The rate of atrophy was much lower in this study (only one of 662 testes; 0.15%) than previously reported rates of approximately 2% [9, 10, 12]. This may reflect the skill of the surgeons, or at least variation in how aggressively the chord structures are dissected, as discussed above. In this study, mainly 6 surgeons performed nearly all 662 orchidopexies during the 5 years reviewed, which reflects the general trend toward sub-specialization in general [20]. Another possible explanation for different atrophy rates is variations in the management of atrophied or dysplastic testes discovered during the planned orchidopexy. In this study, ten testes were directly extirpated, due to atrophy or what was thought to be severe dysplasia. Assuming all these were to be operated on and later removed, a rate of nearly 2% would be acquired. A methodological weakness in this study is the definition of atrophy, where a testis only was considered atrophied when stated so by medical records. A more objective measurement of atrophy to use in future studies may be shrinkage from its pre-operative size, but due to technical limitations, that definition was not eligible in this study.

Regarding operation times, there were statistically significant differences between inguinal and scrotal approaches, with a mean of 48 and 26 min, respectively. This is expected and in line with previous reports [14] of shorter operation times for the scrotal approach. The inguinal approach was more often chosen in patients with genetic syndromes, congenital UDTs, and unilateral UDT, and had a lower mean age at surgery.

This study will add important data to the outcome after orchidopexy since the study is rather large, and has a somewhat higher re-ascent rate but a much lower atrophy rate compared to previous studies. It is also one of very few studies evaluating predictors for re-ascent. Another strength is the low number lost to follow-up (n = 29) and that one person collected all data, reducing systematic errors of different interpretations. The study, of course, also has limitations that need to be regarded, all mainly reflecting the retrospective design. First, there is an inherent bias in the selection of an inguinal or scrotal approach, since surgeons probably use the scrotal approach for more distal UDT. The only way to avoid this bias is through a randomized controlled trial. We are, however, of the opinion that “high” UDT should be operated through an inguinal incision with a division of the external oblique. Another limitation was the assumptions made in unclear cases whether the UDT was congenital or ascended since this assumes a sufficient competence of the doctors in well-child check-ups. However, there were cases found when reading journal notes for this study where the physician did not examine the testes properly or did not refer the child at the recommended time. Thus, more UDTs than assumed in the paper may be congenital. In this study, 63% of all orchidopexied testes were found to be ascended, which is somewhere in between previous studies, reporting rates from 17.9 to 74% of all UDTs [21, 22].

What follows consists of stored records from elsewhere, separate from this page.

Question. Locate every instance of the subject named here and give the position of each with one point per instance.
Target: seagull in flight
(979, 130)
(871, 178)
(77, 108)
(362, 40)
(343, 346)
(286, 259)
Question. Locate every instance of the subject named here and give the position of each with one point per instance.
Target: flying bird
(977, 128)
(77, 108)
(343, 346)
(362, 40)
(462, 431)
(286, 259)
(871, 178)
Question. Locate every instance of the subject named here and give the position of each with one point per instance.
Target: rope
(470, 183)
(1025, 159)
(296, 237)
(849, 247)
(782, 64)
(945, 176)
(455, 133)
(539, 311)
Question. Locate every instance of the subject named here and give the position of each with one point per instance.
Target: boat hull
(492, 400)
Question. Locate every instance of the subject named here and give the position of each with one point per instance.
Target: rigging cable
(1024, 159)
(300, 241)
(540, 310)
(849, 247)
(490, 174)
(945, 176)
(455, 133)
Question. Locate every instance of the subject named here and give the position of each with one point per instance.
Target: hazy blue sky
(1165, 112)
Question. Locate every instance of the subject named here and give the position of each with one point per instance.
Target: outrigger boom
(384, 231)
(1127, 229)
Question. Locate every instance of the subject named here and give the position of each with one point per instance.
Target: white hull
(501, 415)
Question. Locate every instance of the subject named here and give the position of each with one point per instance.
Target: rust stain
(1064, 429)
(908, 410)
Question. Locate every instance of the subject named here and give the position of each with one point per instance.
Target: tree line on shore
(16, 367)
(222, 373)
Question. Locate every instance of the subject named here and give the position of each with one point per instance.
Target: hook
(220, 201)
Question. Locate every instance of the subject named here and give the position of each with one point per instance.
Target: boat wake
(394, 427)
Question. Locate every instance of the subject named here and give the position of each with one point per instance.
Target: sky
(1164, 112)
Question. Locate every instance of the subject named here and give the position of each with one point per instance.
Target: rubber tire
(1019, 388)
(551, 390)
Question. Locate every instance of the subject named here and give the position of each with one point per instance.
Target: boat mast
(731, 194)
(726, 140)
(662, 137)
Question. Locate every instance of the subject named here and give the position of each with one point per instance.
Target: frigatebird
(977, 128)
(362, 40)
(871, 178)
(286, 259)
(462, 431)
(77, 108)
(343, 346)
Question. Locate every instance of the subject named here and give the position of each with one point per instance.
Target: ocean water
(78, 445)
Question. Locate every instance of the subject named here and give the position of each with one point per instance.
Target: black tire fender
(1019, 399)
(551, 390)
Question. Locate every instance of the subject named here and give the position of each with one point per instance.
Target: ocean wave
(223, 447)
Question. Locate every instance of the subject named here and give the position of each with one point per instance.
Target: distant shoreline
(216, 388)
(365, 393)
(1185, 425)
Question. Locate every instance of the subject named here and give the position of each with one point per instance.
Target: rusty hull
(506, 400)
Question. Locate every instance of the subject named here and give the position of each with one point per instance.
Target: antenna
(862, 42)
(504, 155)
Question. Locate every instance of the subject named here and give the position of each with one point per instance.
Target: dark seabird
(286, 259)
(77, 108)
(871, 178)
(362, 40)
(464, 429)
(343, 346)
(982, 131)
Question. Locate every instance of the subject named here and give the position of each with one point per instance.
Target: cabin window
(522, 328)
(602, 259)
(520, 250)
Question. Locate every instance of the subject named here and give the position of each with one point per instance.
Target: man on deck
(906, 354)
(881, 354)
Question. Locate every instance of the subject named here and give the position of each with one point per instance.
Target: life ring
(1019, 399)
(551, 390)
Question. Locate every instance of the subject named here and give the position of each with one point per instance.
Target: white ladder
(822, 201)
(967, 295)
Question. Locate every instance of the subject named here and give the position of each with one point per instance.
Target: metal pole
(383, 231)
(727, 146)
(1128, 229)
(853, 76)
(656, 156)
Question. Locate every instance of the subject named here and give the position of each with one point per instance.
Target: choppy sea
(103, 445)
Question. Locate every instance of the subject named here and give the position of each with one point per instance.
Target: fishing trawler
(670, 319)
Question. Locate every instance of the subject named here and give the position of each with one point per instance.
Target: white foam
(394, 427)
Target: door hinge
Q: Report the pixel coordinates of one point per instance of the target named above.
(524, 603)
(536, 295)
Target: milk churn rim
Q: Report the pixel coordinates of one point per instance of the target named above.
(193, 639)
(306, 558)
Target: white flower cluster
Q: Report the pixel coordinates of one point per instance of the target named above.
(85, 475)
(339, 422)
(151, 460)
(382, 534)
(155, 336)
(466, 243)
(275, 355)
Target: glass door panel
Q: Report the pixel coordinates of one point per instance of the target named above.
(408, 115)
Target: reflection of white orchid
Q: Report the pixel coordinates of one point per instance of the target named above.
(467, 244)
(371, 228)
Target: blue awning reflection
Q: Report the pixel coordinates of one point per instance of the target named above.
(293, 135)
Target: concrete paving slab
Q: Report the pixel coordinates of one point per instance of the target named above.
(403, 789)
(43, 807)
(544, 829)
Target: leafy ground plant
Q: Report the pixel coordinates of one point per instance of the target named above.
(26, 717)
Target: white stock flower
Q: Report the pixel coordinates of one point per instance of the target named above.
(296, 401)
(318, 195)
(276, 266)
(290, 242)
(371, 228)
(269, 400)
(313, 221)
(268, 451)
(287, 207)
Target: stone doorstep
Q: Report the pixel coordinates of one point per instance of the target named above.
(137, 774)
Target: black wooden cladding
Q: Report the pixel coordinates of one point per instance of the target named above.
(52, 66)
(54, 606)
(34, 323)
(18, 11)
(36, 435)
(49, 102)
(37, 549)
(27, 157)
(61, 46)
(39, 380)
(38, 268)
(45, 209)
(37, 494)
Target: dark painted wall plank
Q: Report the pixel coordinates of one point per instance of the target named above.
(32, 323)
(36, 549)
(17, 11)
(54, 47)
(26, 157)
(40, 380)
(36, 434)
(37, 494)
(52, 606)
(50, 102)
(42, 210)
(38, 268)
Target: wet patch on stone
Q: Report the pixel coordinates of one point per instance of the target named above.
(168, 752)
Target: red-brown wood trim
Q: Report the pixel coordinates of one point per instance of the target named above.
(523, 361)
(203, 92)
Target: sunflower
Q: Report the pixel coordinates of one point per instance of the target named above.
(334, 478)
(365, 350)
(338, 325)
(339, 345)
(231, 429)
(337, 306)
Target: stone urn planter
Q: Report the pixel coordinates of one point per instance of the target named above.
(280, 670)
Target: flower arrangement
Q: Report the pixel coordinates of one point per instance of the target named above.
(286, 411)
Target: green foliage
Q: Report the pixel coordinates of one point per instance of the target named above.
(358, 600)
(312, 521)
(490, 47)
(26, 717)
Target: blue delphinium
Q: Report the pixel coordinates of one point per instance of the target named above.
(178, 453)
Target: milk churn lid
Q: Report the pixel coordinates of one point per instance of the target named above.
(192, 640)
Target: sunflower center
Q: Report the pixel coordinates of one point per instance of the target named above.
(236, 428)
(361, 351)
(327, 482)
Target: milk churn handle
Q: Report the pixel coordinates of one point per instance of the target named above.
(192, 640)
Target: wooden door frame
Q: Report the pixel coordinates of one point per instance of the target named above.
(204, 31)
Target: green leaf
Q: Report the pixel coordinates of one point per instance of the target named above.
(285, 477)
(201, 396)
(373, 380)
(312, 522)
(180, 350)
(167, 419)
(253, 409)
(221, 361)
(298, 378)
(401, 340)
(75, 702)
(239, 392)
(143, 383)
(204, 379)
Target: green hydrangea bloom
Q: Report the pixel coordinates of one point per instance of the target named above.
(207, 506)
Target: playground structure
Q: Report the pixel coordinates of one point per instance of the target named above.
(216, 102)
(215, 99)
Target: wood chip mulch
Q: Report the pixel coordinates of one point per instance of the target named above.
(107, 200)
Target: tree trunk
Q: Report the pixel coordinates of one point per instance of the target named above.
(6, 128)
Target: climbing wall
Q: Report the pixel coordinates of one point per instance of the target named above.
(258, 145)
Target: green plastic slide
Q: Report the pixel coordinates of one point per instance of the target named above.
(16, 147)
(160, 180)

In future research, potentially interesting variables to further evaluate as risk factors for re-ascent would be surgical experience [10], BMI of the child, a more exact description of the location of the UDT, and some kind of objective measurement of how tense cord structures are. Since orchidopexy is one of the most common surgeries performed on children, even small improvements in surgical techniques can benefit many boys and their parents as well as reduce costs.

Conclusion

Six percent of all orchidopexied testes needed a re-operation due to re-ascent after primary orchidopexy. The inguinal approach had double the rate of re-ascent compared to the scrotal approach but neither this nor other predictors of re-ascent remained significant in multivariate analyses. Atrophy was very rare. The scrotal approach had as expected significantly shorter operation times.